I have been compiling a fairly large Fortran application with Intel v8.1 compiler using OMP directives for parallelism on dual socket IA-32 machines.
All subroutines (a few are in ANSI C) have been instrumented with -pg compile switch so that I can run gprof later to check on performance. According to the "flat profile" in the gprof output, the code runs twice as fast when using two processors compared to with a single processor.
However, the code also calls difftime (from C) to give me the elapsed execution time for the software. Comparing the elapsed times gives me only a 30% improvement in speed. According to gprof, I should expect a 50% improvement.
I don't understand why the two methods of clocking the parallelised software are so different.
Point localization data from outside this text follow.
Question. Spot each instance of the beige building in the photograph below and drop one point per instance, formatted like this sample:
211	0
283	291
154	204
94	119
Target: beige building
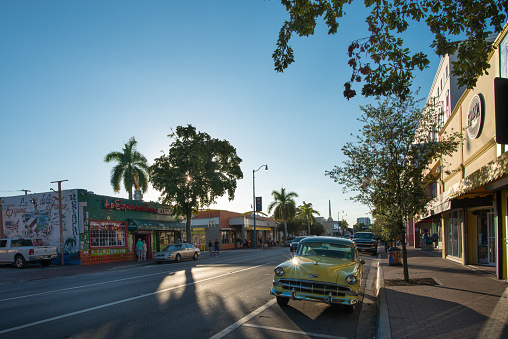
469	212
It does not seem likely that it is due to OMP overhead, because gprof measures the time spent in each subroutine. The overhead should be included in the gprof profile stats, unless I am misinterpreting the gprof method. Same thoughts about memory access. About 10% of the computer run seems to be spent on Fortran i/o, based on the output of the "top" utility (procs are "idle" or running "system calls"), but again, this should be included in the gprof stats, since the io is called from inside the profiled subroutines.
I would be grateful if someone could comment on what might be causing the difference in clocking methods.
gprof attempts to measure the CPU time spent in each reported subroutine. In the call graph profile, it attempts to show time spent in a function, plus those functions called by it which are instrumented for gprof. Thus, the function calls inserted by OpenMP, and Fortran run-time library functions,would show up only as separate entries, if you are lucky.